Joseph spends a lot of time wandering in the woods, hunting and fishing and looking around.  I would have been happy if the novel had been nothing but, like a book-length version of Hemingway’s “Big Two-Fisted River.”  Just one of these after another:

One afternoon he had been lucky enough to see a Cooper’s hawk swoop down through the trees and kill a blue-winged teal.  The other ducks escaped in a wild flock circling the pond twice while the Cooper’s hawk stood shrouding its prey with its wings.  Joseph watched it feed on the teal’s breast then fly off to a large dead oak to preen.  It was far too spectacular to be disturbing.  (15)

A water snake swam passed the boat; the doctor poked at it with the tip of his flyrod and the startled snake turned and hissed.  Then it continued on its way, leaving an S-shaped miniature wake in the water.  (102)

Man in nature – the “man” part is what makes it literature.  Harrison’s novel is about Robert Louis Stevenson’s “ennobled lemurs,” a more humanistic investigation of human animalism than Zola’s Thérèse Raquin:

Animals were so clearly just themselves, much more so than humans.  He liked the idea that man was the only mammal that thought of himself as part of a species.  (42)

The best ideas in the novel are about Joseph, or Harrison, investigating the relationship between his animal self and his “ennobled” self, how a sexual affair with a student* relates to his love of Keats and Whitman, or why he will hunt grouse (“splendid dinners wandering around in the forest waiting to be gathered and eaten”) but not woodcock or deer.  What strange animals we are.

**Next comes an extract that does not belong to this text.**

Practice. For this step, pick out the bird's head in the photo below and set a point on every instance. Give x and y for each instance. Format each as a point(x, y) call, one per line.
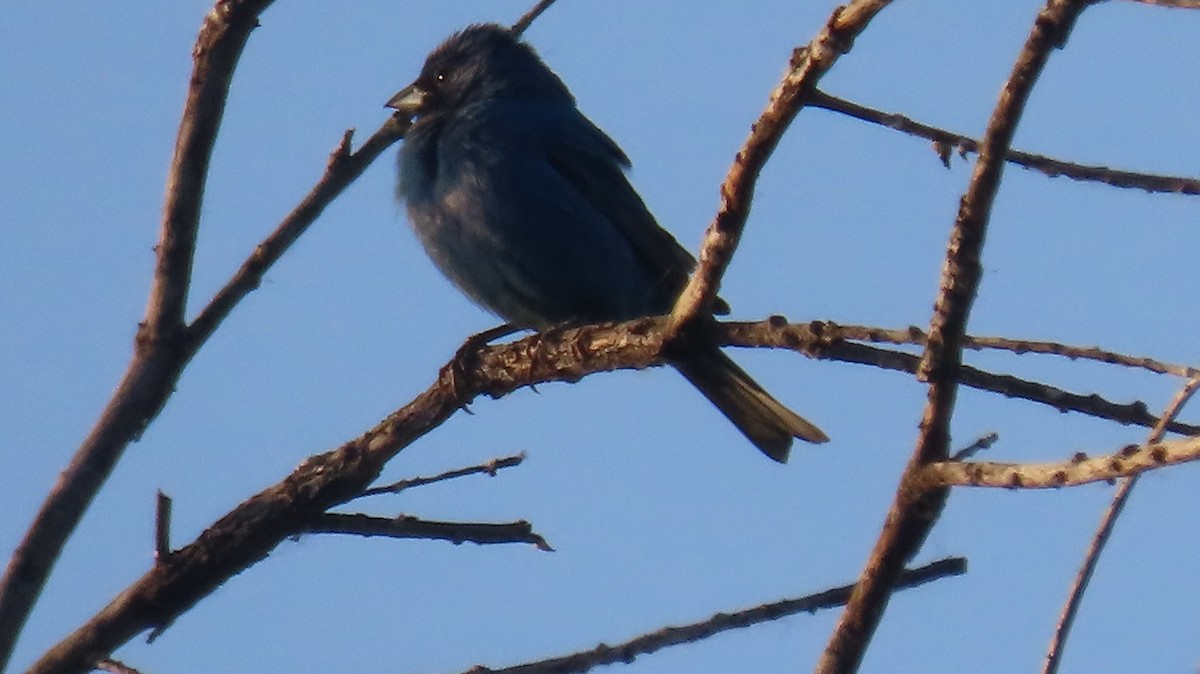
point(480, 62)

I guess Hemingway never wrote a story called “The Big Two-Fisted River,” but he should have.  Someone should.  I am thinking of the one he did write, with the similar name.  “Hearted,” not “Fisted.”

*  Poking around, I have of course come across comparisons of Farmer with Lolita, reminding me of how utterly, shamefully ignorant many people are about Nabokov’s novel.